Pashinyan’s government is likely to double down on the momentum achieved in relations with Türkiye before the elections. The key objective now is the opening of the Armenian-Turkish border—a move that could fundamentally reshape regional connectivity and unlock significant economic opportunities for Armenia and the wider South Caucasus.

A stable Armenia also offers lucrative opportunities for restored trade, transport and energy links. The proposed Trump Route for International Peace and Prosperity (TRIPP) linking Europe to Central Asia through southern Armenia could evolve into a major internationally backed infrastructure initiative - one which crucially bypasses both Russia and Iran – and could provide Armenia with some security safeguards.

EU support crucial

EU’s role in promoting the peace process and Armenia’s normalisation with its neighbouring countries has so far been limited. It has operated an unarmed border-monitoring peace mission since 2023 (EUMA). Last April, a new mission was established (EUPM) to strengthen Armenia's domestic resilience against hybrid threats.

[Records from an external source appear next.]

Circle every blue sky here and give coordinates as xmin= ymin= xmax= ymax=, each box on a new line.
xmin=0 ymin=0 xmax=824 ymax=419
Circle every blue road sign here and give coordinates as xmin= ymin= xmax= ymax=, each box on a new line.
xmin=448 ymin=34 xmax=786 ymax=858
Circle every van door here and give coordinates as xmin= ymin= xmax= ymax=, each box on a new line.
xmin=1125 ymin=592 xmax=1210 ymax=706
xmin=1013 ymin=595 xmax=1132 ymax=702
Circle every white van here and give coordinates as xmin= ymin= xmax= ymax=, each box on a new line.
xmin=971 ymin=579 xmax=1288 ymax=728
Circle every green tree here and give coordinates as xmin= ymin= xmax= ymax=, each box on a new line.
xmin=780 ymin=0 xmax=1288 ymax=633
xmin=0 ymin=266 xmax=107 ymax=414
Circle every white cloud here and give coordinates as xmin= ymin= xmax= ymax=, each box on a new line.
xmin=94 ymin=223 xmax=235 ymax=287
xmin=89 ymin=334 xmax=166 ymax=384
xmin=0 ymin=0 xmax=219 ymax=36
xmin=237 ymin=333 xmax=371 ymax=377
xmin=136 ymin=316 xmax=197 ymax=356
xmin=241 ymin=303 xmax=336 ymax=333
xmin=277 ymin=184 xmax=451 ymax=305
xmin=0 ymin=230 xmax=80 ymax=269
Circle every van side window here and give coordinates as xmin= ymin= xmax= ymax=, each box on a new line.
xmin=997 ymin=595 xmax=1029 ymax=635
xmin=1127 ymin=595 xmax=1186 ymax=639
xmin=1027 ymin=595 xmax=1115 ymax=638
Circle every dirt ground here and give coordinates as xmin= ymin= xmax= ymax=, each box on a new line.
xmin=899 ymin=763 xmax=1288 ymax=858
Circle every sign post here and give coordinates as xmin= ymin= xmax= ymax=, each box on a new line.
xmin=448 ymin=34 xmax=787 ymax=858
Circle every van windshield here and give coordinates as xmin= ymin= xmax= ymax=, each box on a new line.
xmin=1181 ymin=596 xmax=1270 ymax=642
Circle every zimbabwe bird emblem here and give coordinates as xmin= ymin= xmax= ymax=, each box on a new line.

The EU’s unusually rapid efforts in helping Armenia absorb the impact of Russia-related trade disruptions has been important for the outcome of elections. This assistance must be sustained and expanded to support the country’s trade diversification, strengthen economic resilience, and reduce Armenia’s long-standing dependence on the Russian market.

Furthermore, civil society organisations and independent media in particular play a key role in pushing back against foreign malign interference. Amid the backdrop of diminishing bilateral aid, the EU should earmark sustainable support for both sectors, alongside supporting Armenia with diversification of trade and energy to boost the country’s resilience.

Without broad public participation and democratic consensus, Armenia’s progress could be hijacked by anti-democratic forces to sow division and undermine trust in state institutions. But if Armenia is abiding by the principles of sovereignty, transparency, and regional cooperation, the country could be transformed from a geopolitical fault line into a democratic bridge between Europe and Asia.